21巴比倫王擊殺他們,在哈馬地的利比拉把他們處死。這樣,猶大人被擄,離開了他們的國土。
21En de koning van Babel sloeg hen, en doodde hen te Ribla, in het land van Hamath. Alzo werd Juda uit zijn land gevankelijk weggevoerd.
22立基大利作省長(耶40:7~9)至於在猶大地剩下來的人民,就是巴比倫王尼布甲尼撒留下來的,巴比倫王委派沙番的孫子、亞希甘的兒子基大利管理他們。
22Maar aangaande het volk, dat in het land van Juda overgebleven was, dat Nebukadnezar, de koning van Babel, had laten overblijven, daarover stelde hij Gedalia, den zoon van Ahikam, den zoon van Safan.
23眾將領和他們的士兵,聽見巴比倫王委派了基大利,他們就來到米斯巴去見基大利;其中有尼探雅的兒子以實瑪利、加利亞的兒子約哈難、尼陀法人單戶篾的兒子西萊雅、瑪迦人的兒子雅撒尼亞,以及他們的士兵。

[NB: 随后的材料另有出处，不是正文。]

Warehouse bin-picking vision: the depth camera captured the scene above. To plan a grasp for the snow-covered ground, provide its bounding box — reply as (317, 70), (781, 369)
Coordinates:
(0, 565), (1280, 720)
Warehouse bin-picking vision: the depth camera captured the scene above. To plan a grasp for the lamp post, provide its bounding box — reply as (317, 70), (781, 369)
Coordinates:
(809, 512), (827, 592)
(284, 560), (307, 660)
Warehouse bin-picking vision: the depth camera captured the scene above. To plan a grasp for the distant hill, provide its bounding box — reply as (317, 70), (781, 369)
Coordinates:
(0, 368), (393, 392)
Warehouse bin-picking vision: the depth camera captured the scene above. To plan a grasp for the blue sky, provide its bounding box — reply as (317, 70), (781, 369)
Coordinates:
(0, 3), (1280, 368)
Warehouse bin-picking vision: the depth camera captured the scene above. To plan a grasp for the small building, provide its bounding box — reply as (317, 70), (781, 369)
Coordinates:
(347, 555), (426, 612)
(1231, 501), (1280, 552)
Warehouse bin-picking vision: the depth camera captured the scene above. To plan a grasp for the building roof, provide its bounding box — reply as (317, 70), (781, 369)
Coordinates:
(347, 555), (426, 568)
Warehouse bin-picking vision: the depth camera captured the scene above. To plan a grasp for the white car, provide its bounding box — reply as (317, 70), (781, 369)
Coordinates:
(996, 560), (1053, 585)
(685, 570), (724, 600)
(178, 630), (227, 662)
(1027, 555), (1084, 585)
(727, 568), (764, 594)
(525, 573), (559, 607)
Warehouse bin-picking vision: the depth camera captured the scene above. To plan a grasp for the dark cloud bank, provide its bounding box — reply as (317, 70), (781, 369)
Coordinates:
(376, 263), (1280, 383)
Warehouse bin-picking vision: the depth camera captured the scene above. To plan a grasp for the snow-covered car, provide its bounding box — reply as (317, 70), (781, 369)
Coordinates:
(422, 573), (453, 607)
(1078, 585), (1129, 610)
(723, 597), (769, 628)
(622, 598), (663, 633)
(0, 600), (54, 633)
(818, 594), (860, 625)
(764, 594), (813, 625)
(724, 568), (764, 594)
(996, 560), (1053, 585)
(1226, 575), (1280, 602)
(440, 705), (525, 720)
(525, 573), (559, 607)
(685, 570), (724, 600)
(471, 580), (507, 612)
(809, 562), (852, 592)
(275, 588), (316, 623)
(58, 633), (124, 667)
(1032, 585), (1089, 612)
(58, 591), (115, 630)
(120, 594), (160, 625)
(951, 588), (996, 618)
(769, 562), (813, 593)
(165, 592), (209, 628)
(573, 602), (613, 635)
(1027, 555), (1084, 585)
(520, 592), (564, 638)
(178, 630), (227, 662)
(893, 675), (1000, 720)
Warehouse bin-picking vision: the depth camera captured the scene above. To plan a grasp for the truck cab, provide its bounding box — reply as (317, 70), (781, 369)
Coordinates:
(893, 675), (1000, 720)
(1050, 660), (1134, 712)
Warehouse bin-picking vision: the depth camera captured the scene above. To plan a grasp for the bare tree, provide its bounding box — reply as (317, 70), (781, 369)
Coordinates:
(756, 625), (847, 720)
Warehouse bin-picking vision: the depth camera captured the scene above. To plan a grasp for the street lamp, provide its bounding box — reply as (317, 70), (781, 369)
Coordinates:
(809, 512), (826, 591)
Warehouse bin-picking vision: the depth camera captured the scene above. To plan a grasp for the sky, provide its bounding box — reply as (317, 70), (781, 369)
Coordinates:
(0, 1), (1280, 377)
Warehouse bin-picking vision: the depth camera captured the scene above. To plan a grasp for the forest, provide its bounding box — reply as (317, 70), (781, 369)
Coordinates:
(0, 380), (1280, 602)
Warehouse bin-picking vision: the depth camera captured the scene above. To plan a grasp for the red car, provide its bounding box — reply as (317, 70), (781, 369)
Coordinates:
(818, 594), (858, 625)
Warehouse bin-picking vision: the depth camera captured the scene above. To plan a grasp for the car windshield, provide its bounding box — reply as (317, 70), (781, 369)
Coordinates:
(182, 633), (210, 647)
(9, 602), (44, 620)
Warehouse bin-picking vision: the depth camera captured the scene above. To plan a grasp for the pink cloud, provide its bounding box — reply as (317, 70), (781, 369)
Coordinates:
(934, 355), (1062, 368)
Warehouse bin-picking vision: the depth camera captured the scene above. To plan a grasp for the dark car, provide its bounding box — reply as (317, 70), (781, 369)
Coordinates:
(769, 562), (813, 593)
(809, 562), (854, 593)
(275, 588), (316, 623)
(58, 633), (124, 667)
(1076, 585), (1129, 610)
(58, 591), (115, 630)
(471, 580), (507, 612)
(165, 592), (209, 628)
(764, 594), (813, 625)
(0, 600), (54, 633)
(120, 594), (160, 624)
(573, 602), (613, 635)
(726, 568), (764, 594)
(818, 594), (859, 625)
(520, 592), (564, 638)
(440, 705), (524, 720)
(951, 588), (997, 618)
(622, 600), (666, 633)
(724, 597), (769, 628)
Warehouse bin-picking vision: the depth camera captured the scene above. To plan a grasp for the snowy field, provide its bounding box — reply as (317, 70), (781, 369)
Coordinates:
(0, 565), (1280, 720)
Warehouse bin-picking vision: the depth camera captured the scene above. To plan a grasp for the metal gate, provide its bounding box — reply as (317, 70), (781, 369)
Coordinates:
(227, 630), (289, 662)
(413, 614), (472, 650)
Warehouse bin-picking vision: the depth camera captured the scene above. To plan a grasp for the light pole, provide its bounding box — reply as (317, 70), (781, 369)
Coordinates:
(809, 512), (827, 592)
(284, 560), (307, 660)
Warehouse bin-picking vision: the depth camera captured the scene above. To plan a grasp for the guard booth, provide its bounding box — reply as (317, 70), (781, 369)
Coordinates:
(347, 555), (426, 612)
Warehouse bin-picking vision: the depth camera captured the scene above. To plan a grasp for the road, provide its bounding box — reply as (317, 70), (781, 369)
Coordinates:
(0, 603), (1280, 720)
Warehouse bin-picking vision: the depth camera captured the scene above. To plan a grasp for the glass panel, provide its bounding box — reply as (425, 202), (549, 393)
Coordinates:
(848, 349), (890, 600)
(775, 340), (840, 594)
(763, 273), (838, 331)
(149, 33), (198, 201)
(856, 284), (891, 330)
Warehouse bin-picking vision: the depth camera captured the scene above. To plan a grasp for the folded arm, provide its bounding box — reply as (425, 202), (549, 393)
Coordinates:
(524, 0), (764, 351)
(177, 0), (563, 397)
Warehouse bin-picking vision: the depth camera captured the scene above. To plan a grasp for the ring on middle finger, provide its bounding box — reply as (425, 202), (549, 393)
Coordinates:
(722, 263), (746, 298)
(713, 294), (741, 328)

23Toen nu al de oversten der heiren, zij en hun mannen, hoorden, dat de koning van Babel Gedalia tot overste gesteld had, kwamen zij tot Gedalia naar Mizpa; namelijk, Ismael, de zoon van Nethanja, en Johanan, de zoon van Kareah, en Seraja, de zoon van Tanhumeth, de Netofathiet, en Jaazanja, de zoon van den Maachathiet, zij en hun mannen.
24基大利向他們和他們的士兵起誓,又對他們說:“你們不必懼怕迦勒底的官員,只管住在這地,服事巴比倫王,就可以平安無事。”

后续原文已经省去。